# Please don't use these passwords. Sincerely, the Internet



## ekim68 (Jul 8, 2003)

> You may have protected your personal data with strong passwords, but when hackers seize control of other computers, the resulting "botnets" can cause plenty of collateral damage. The depressing part is that one of the biggest holes is the easiest to fix: terrible passwords. SplashData has just released its annual list of the worst ones (gleaned from hacked file dumps), and things haven't changed much over last year. The most common stolen password is still "123456," which edged out perennial groaner "password."


More


----------



## valis (Sep 24, 2004)

thank you, Mike. That list is required reading for my co-workers. 

Don't need to help the villains THAT much.


----------



## hewee (Oct 26, 2001)

What about this one?

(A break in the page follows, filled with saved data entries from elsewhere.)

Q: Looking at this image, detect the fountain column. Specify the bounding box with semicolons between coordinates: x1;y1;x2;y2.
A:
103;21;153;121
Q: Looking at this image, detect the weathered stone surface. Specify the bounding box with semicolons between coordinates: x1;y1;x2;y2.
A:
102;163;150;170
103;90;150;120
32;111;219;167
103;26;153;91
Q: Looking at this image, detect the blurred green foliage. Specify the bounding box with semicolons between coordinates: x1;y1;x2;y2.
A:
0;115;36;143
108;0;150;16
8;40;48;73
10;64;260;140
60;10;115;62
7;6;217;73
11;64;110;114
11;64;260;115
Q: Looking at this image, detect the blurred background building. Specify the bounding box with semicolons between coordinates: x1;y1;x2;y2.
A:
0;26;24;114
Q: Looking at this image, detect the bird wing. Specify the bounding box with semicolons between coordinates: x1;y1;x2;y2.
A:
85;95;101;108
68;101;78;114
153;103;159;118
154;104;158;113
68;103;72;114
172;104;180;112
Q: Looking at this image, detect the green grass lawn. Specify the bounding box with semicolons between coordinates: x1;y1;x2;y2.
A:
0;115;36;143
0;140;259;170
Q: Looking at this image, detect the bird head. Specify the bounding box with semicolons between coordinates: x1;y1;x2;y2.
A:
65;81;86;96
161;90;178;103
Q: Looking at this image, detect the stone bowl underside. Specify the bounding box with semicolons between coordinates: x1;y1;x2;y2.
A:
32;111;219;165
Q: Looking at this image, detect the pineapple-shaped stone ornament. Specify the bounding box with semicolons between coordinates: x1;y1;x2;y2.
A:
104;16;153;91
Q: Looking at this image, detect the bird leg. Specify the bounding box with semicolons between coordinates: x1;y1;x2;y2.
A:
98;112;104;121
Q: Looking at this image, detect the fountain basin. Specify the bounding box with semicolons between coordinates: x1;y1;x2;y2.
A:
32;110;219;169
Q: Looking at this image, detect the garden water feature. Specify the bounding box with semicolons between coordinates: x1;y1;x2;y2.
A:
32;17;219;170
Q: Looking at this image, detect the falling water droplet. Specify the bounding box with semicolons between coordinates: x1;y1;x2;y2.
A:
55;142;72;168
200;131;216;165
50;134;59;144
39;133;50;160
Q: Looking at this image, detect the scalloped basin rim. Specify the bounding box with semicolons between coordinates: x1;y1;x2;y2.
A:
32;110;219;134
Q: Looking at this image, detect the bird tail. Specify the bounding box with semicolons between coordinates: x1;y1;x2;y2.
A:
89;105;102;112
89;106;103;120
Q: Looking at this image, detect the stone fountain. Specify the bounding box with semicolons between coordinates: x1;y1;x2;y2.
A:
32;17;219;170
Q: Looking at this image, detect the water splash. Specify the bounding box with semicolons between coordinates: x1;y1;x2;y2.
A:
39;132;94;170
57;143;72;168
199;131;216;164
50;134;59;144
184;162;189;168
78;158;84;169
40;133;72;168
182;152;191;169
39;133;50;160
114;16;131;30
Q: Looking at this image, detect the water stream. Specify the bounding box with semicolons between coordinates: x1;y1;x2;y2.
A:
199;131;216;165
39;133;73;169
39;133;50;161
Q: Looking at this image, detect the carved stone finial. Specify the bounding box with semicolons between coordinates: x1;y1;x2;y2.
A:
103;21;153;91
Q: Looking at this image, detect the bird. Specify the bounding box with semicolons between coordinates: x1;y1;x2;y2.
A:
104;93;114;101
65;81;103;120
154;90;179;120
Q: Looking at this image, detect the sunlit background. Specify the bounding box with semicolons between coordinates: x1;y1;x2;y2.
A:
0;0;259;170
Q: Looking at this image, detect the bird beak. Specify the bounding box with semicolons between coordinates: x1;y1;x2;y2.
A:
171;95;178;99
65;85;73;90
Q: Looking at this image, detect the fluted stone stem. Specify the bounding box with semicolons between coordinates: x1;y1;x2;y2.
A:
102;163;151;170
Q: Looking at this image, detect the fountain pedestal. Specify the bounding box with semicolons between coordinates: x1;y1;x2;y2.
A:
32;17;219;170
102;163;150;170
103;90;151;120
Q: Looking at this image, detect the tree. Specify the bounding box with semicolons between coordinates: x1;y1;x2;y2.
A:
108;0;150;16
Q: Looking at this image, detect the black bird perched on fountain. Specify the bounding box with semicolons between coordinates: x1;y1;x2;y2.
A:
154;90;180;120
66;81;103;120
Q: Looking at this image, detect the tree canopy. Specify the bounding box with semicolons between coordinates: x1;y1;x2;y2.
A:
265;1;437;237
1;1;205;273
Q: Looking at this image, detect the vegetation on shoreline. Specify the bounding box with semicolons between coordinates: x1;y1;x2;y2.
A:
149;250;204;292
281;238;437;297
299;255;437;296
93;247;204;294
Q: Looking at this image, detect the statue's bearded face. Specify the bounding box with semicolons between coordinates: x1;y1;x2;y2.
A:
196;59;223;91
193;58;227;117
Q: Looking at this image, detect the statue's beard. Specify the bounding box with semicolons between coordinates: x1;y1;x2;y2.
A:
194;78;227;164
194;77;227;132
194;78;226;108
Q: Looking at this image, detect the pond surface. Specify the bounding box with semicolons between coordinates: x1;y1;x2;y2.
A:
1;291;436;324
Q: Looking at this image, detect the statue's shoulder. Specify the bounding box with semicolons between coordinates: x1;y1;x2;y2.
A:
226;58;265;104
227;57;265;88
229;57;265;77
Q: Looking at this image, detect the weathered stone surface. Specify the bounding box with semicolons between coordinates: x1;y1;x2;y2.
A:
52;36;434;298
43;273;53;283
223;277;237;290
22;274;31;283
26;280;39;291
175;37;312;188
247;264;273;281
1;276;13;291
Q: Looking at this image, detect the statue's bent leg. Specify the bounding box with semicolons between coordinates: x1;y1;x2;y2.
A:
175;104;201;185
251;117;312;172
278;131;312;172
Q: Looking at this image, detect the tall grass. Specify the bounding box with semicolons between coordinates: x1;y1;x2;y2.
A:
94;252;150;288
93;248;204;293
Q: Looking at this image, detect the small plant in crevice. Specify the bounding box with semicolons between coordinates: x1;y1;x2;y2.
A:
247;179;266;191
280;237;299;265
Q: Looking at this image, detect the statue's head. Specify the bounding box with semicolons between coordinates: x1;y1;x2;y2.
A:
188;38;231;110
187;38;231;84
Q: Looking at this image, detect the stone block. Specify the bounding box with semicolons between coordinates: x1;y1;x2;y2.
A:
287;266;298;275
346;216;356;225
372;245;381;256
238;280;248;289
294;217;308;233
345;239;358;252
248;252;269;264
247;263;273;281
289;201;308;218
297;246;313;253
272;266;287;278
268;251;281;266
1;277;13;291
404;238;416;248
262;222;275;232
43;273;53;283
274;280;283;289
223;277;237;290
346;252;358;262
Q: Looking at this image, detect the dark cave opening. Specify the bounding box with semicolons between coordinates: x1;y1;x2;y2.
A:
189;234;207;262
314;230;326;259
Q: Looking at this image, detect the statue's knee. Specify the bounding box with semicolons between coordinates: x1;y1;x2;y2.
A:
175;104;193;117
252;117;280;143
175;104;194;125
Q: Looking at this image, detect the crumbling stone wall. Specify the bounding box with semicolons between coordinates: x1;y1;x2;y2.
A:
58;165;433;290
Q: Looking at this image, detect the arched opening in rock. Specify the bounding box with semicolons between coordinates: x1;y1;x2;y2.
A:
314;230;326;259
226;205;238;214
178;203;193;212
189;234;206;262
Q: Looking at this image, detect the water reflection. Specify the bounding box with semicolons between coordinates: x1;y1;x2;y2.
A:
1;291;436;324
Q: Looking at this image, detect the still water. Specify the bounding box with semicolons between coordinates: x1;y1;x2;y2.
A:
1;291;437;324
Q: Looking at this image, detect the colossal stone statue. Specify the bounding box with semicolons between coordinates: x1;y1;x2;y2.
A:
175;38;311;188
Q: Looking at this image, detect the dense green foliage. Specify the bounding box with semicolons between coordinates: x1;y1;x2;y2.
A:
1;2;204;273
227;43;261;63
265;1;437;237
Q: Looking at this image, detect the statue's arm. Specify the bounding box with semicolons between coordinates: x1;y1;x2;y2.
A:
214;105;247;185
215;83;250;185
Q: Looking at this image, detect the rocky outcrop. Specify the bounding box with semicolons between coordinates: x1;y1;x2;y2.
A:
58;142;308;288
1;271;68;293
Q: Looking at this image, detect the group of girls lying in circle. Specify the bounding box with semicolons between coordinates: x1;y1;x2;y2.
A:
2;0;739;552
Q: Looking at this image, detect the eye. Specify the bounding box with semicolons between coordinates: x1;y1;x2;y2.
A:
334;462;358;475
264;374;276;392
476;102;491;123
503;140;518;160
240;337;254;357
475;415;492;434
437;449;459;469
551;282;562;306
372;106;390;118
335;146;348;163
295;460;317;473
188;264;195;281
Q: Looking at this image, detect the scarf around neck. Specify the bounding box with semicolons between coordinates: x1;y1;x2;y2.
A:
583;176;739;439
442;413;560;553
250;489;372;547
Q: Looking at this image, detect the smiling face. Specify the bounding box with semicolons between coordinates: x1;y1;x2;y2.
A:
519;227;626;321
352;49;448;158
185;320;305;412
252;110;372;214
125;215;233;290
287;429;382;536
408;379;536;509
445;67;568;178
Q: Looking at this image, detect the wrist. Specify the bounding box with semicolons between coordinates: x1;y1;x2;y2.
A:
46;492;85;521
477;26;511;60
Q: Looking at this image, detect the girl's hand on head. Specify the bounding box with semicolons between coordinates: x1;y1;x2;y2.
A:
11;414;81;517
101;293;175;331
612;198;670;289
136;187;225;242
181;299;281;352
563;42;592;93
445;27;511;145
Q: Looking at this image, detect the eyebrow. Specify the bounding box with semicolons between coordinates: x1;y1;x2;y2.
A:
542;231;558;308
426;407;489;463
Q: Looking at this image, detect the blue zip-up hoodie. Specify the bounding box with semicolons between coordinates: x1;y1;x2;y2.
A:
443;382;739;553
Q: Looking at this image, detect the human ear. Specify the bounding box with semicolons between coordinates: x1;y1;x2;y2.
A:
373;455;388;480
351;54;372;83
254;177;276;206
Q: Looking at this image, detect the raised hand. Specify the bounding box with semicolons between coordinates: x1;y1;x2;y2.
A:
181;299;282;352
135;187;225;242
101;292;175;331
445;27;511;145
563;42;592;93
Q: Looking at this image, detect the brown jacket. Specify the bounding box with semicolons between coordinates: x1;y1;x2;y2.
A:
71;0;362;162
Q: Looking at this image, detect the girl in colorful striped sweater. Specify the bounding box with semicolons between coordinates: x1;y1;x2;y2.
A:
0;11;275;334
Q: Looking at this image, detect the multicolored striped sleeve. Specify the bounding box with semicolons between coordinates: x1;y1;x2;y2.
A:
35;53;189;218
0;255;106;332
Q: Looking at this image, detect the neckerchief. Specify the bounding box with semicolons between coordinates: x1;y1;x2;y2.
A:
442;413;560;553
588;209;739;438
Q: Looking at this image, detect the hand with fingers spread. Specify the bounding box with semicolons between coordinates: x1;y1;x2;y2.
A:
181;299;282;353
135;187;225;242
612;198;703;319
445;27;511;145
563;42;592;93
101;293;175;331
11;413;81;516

Lets see who see's what it is.

sdrowssap


----------



## mmteam (Mar 4, 2004)

Awe man password backwards... I guess I need to change all mine....NOT


----------



## ekim68 (Jul 8, 2003)

Wow, that's cool Harry...:up:


----------



## hewee (Oct 26, 2001)

That was simple still but this would be a lot better sd*rows-Sap^15

Then never use a password or some close to it as a user name or close to your name or post anything close to your name so it makes it even harder to guess from those around you.


----------



## Devpro (Mar 9, 2015)

That's a must read list for too many people that I have helped with their computers and such...another dumb but common "opensesame" I mean come on.


----------